Exploring $\ell_0$ Sparsification for Inference-free Sparse Retrievers
Xinjie Shen, Zhichao Geng, Yang Yang
TL;DR
This work tackles efficient inference-free sparse retrieval by proposing two $\ell_0$-inspired sparsification techniques—$\ell_0$ Mask Loss and $\ell_0$ Approximation Activation—that selectively regularize the document-side representations. By conducting BEIR out-of-domain evaluations after finetuning on MS MARCO and indexing with OpenSearch, the approach achieves state-of-the-art results among inference-free sparse retrievers and is competitive with leading Siamese sparse models. The study also analyzes the efficiency–performance trade-offs across FLOPS penalties, masking thresholds, and activation counts, offering practical guidance for real-world deployment.

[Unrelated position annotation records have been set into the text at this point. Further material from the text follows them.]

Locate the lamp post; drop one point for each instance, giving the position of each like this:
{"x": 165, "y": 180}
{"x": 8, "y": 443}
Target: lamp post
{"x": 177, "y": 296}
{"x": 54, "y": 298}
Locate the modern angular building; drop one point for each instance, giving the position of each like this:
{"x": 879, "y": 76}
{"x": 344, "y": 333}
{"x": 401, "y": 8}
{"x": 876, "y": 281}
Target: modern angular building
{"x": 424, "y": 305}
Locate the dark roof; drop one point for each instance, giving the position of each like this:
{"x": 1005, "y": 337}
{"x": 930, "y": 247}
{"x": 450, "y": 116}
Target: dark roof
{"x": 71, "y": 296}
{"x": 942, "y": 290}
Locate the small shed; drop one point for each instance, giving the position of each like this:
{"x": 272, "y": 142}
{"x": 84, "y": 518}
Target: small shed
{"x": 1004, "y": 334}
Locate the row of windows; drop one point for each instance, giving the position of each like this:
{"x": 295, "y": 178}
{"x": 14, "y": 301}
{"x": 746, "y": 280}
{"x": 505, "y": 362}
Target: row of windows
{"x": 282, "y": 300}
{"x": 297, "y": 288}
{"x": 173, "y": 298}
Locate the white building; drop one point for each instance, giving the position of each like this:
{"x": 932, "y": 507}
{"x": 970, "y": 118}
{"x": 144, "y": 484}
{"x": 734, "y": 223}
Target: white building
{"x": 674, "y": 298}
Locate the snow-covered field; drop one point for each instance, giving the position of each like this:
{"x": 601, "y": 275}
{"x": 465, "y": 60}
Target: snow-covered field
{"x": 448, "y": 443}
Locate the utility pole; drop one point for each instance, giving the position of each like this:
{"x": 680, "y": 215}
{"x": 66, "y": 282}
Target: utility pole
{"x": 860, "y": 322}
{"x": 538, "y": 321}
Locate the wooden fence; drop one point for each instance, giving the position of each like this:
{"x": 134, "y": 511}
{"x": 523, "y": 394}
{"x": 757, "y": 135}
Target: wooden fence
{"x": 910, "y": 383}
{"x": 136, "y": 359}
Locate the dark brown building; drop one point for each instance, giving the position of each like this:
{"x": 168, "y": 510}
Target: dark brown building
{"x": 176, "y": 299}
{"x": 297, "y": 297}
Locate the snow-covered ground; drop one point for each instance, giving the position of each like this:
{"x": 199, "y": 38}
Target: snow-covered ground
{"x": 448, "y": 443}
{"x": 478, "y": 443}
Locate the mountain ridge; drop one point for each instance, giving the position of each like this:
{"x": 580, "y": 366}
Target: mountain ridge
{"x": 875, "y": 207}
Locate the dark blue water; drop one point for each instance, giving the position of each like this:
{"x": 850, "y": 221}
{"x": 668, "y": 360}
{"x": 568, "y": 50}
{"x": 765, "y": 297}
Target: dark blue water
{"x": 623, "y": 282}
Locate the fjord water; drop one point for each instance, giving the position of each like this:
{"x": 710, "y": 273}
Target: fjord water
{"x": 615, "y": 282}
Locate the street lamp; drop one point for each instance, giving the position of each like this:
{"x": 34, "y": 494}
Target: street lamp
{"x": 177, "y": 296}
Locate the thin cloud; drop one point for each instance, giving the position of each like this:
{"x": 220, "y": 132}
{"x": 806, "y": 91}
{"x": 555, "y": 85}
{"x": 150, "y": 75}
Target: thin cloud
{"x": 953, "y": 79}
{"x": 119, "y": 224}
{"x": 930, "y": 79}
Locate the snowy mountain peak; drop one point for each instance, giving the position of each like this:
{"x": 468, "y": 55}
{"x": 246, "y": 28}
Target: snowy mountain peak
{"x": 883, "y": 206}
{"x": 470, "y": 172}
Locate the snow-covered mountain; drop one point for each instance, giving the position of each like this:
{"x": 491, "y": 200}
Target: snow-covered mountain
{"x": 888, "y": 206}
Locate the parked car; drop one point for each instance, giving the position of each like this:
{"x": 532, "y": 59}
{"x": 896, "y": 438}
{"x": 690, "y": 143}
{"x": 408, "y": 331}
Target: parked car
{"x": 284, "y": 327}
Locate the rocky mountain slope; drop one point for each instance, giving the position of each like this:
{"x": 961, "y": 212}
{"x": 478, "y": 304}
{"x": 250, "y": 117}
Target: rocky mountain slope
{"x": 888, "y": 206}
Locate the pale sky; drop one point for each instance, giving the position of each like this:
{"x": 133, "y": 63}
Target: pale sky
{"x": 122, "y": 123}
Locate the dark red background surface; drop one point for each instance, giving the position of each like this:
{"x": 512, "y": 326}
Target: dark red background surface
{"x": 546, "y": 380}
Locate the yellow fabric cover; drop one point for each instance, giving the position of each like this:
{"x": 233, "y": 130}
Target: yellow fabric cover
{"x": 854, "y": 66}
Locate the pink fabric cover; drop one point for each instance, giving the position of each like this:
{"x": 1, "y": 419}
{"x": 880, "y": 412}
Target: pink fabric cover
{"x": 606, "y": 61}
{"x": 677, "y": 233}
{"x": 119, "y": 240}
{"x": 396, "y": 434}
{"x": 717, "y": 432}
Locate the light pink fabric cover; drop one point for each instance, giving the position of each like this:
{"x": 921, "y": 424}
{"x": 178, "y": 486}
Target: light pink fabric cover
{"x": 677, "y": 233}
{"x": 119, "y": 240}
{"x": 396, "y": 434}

Overall, the methods deliver substantial efficiency gains while maintaining strong retrieval quality in a challenging, inference-free setting.
Abstract
With increasing demands for efficiency, information retrieval has developed a branch of sparse retrieval, further advancing towards inference-free retrieval where the documents are encoded during indexing time and there is no model-inference for queries. Existing sparse retrieval models rely on FLOPS regularization for sparsification, while this mechanism was originally designed for Siamese encoders, it is considered to be suboptimal in inference-free scenarios which is asymmetric. Previous attempts to adapt FLOPS for inference-free scenarios have been limited to rule-based methods, leaving the potential of sparsification approaches for inference-free retrieval models largely unexplored. In this paper, we explore $\ell_0$ inspired sparsification manner for inference-free retrievers. Through comprehensive out-of-domain evaluation on the BEIR benchmark, our method achieves state-of-the-art performance among inference-free sparse retrieval models and is comparable to leading Siamese sparse retrieval models. Furthermore, we provide insights into the trade-off between retrieval effectiveness and computational efficiency, demonstrating practical value for real-world applications.